Fuente base de datos: Wordfence Intelligence

ProfileGrid <= 5.9.5.3 - Authenticated (Subscriber+) SQL Injection

PLUGIN MEDIUM CVE-2025-49033

Fuente base: Wordfence Intelligence. Contenido enriquecido por IA con revisión editorial interna.

Resumen ejecutivo

Se ha identificado una vulnerabilidad de inyección SQL en el plugin ProfileGrid, que afecta a las versiones hasta la 5.9.5.3. Esta vulnerabilidad permite a usuarios autenticados con rol de suscriptor o superior ejecutar consultas SQL maliciosas.

Contexto técnico

La vulnerabilidad se origina en la forma en que el plugin maneja las entradas de los usuarios, permitiendo que se inyecten comandos SQL a través de parámetros no sanitizados. Esto expone la base de datos a posibles manipulaciones no autorizadas, afectando la integridad de la información almacenada.

Impacto potencial

El impacto potencial incluye la posibilidad de que un atacante acceda a datos sensibles, modifique información o incluso comprometa la instalación de WordPress en su totalidad. Esto podría resultar en pérdidas económicas y daños a la reputación de la organización.

Vector de explotación

La explotación de esta vulnerabilidad generalmente se realiza mediante el envío de solicitudes manipuladas a las funciones del plugin que interactúan con la base de datos, permitiendo la ejecución de comandos SQL no deseados.

Mitigación recomendada

Para mitigar esta vulnerabilidad, se recomienda actualizar el plugin ProfileGrid a la versión 5.9.5.4 o superior.

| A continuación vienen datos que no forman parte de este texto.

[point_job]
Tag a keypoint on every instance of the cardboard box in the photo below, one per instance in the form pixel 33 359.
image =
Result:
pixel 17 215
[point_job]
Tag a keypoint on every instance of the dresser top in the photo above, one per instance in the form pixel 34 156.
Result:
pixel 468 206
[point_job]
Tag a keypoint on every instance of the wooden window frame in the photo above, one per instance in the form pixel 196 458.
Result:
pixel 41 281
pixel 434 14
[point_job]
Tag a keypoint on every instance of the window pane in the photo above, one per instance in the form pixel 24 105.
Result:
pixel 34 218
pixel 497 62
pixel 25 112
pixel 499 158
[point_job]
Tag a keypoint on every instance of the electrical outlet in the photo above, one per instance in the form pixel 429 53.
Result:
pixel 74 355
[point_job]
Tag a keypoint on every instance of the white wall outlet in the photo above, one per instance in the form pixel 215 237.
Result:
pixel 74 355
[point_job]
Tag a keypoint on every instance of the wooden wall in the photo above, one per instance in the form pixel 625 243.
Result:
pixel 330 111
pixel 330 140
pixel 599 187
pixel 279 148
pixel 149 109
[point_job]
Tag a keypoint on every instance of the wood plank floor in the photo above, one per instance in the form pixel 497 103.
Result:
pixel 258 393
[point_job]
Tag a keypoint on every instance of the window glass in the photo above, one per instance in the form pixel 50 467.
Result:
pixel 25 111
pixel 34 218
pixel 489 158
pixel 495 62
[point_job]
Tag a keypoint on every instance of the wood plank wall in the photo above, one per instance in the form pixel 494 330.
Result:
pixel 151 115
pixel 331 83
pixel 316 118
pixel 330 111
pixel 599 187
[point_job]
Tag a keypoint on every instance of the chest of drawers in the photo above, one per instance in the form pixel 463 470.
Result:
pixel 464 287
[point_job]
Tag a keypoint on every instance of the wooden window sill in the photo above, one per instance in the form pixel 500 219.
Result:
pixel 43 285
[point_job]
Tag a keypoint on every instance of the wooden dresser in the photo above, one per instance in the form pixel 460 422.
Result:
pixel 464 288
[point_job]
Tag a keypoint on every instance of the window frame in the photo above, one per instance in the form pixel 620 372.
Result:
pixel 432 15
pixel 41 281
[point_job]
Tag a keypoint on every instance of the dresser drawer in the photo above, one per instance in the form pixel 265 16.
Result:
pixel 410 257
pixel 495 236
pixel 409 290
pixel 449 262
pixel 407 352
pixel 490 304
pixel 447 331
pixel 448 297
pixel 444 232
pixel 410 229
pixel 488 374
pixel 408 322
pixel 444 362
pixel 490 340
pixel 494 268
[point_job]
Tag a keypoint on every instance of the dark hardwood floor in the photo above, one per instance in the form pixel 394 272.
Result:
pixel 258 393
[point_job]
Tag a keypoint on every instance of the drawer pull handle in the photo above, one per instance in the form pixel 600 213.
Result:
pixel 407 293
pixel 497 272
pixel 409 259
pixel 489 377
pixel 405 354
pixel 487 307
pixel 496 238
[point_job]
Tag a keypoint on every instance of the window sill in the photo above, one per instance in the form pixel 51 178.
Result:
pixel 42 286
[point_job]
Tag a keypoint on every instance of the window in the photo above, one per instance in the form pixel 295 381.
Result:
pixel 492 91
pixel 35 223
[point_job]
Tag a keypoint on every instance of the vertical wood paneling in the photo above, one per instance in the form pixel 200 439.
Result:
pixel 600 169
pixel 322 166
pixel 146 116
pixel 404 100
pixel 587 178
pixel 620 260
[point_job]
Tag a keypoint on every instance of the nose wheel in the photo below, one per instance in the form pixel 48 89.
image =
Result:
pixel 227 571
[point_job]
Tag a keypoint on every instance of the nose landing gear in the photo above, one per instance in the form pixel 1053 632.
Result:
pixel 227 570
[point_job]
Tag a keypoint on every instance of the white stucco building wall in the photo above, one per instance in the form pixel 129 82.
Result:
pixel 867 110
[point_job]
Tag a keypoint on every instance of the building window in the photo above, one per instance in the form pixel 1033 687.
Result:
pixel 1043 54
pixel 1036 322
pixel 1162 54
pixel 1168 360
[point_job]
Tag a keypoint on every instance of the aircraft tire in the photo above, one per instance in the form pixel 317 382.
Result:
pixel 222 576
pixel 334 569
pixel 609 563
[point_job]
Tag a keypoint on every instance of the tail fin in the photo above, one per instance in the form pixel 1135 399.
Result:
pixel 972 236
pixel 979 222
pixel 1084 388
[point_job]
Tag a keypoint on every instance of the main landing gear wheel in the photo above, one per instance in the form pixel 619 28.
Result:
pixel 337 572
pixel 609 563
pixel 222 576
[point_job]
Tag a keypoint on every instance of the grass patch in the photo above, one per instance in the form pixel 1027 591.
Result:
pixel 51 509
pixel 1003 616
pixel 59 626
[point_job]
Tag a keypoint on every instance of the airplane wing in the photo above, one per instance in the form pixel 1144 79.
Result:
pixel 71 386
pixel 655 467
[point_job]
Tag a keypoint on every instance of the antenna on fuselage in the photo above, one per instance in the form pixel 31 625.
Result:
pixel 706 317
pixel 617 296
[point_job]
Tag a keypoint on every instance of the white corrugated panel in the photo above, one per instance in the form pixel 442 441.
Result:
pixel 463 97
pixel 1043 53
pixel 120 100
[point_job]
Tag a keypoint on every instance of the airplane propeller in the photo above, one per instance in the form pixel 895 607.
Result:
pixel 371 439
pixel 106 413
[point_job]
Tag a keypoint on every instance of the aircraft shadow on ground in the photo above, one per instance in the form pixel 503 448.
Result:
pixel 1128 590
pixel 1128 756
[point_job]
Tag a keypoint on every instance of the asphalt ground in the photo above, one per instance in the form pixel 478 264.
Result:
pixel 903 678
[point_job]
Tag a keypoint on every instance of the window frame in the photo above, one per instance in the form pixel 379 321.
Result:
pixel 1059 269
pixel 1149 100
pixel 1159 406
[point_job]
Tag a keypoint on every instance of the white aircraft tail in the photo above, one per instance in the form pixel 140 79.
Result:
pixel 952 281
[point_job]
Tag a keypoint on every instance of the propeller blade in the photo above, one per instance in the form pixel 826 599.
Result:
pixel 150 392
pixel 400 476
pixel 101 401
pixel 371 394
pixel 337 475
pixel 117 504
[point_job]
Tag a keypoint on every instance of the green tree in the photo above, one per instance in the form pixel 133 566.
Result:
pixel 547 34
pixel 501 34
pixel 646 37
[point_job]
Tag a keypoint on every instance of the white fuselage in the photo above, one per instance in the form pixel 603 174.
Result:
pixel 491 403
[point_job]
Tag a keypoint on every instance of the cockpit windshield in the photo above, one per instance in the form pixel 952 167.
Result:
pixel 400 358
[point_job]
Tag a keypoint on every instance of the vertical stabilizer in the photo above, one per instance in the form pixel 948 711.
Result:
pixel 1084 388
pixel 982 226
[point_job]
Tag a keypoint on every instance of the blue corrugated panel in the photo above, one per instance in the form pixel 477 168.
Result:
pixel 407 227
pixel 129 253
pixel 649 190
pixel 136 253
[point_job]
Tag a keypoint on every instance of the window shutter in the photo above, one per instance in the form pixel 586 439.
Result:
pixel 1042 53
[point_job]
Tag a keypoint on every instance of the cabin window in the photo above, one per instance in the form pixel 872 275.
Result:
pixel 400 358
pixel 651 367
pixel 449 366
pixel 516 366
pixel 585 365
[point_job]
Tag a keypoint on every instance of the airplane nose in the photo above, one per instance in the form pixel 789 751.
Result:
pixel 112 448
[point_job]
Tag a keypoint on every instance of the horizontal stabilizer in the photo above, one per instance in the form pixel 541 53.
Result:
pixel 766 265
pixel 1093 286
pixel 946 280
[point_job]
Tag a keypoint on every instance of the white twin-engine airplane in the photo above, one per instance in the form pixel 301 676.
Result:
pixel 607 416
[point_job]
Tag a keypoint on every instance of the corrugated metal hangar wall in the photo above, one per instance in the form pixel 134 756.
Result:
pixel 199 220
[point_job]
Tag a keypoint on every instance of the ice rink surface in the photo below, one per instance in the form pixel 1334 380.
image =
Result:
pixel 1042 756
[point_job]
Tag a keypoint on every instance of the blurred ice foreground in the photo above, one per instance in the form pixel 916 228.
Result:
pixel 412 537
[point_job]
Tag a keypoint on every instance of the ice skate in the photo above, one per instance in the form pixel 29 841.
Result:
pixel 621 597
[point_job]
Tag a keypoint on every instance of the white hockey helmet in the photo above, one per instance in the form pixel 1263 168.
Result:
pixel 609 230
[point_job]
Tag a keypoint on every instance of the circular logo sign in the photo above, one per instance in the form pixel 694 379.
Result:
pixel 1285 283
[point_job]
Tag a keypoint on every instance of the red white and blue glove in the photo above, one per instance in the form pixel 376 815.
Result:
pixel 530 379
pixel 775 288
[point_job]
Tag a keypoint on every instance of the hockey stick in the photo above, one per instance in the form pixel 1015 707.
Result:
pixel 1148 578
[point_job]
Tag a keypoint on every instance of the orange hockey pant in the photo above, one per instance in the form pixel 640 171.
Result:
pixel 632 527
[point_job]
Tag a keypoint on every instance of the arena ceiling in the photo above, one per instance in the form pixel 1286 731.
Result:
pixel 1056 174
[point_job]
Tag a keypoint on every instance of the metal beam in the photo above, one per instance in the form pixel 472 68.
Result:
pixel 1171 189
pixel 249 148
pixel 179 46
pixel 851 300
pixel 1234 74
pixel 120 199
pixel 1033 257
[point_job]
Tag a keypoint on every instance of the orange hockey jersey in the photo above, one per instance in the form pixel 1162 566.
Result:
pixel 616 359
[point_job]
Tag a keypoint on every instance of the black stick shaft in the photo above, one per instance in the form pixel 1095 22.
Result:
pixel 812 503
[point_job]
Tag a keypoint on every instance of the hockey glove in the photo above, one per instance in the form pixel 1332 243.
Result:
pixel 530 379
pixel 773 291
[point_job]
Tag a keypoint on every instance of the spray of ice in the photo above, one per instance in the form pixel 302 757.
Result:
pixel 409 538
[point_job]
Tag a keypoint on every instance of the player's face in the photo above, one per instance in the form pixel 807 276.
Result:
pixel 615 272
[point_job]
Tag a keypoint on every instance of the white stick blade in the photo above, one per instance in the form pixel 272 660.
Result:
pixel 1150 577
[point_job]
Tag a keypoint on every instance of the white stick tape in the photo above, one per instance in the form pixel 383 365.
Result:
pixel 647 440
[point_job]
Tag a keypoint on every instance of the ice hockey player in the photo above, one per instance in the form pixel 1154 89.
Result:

Además, se sugiere revisar los registros de acceso y las configuraciones de permisos de los usuarios para limitar el acceso a funciones críticas.

Señales de detección

Señales de riesgo incluyen actividades inusuales en los registros de acceso, como intentos de inyección SQL o patrones de acceso anómalos por parte de usuarios autenticados.

Alcance afectado

Las versiones de ProfileGrid hasta la 5.9.5.3 son las afectadas. Cualquier instalación que utilice estas versiones está en riesgo.